SID et ASA du Canal de Carpentras espèrent désormais boucler l’étude de préfiguration du projet HPR, dont son « business plan », d’ici la fin de l’année. La balle sera alors dans le camp des financeurs et des usagers.
Sophie Sabot
* Ce comité réunit notamment les préfets de la Drôme et du Vaucluse, l’Agence de l’eau, les collectivités territoriales concernées, les représentants de la profession agricole, des associations environnementalistes…
** C’est par exemple ce qui a été fait pour le déploiement du réseau de fibre optique en Drôme et Ardèche avec la création d’un syndicat mixte dédié.
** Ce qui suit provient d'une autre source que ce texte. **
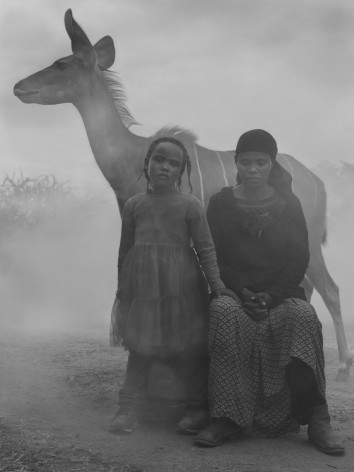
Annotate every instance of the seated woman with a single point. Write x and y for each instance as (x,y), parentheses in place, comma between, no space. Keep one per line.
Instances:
(265,340)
En savoir plus : www.projethpr.fr
Contact : Bertrand Saugues : 07 77 03 74 33 ou contact@projethpr.fr
Pourquoi un tel projet ?

Depuis vingt ans déjà, des menaces pèsent sur la pérennité de l’irrigation sur le territoire Hauts de Provence Rhodanienne. Dès 2002, l’Agence de l’eau a introduit la perspective d’interdire les forages agricoles dans la nappe du Miocène afin de la préserver pour l’eau potable. Puis les études sur les volumes prélevables conduites de 2012 à 2016 ont conclu à la nécessité de réduire de 20 % sur le Lez, de 40 % sur l’Eygues et de 30 % sur l’Ouvèze les prélèvements d’eau à usage agricole autorisés à l’étiage. En parallèle, les exploitations ont subi plusieurs sécheresses et poursuivent leur adaptation à l’accroissement des besoins en eau des cultures lié au changement climatique.
Pour parvenir à réduire les prélèvements, trois leviers d’actions ont été identifiés dans le cadre du projet HPR :
- réaliser des économies d’eau, notamment par la modernisation des réseaux existants des différentes ASA du territoire et par une réflexion sur l’évolution des cultures ;
- substituer en créant des infrastructures permettant d’amener l’eau du Rhône ;
- imaginer une gestion collective pour qu’un maximum d’usagers ait accès à cette nouvelle ressource.

Le territoire Hauts de Provence Rhodanienne
Le périmètre initial du projet « Hauts de Provence Rhodanienne » (HPR) a été défini sur un territoire de 81 communes (34 drômoises et 47 vauclusiennes). Ainsi, il s’étend de La Roche-Saint-Secret-Béconne (26), à l’extrême nord de la zone d’étude, jusqu’à Sorgues (84) au sud. D’est en ouest, les extrémités de son périmètre sont comprises entre Mollans-sur-Ouvèze (26) et Mondragon (84). Le tout représente 1 620 km². Les besoins en eau du territoire HPR en année sèche, si 80 % des surfaces étaient desservies, sont estimés à 60 millions de m³.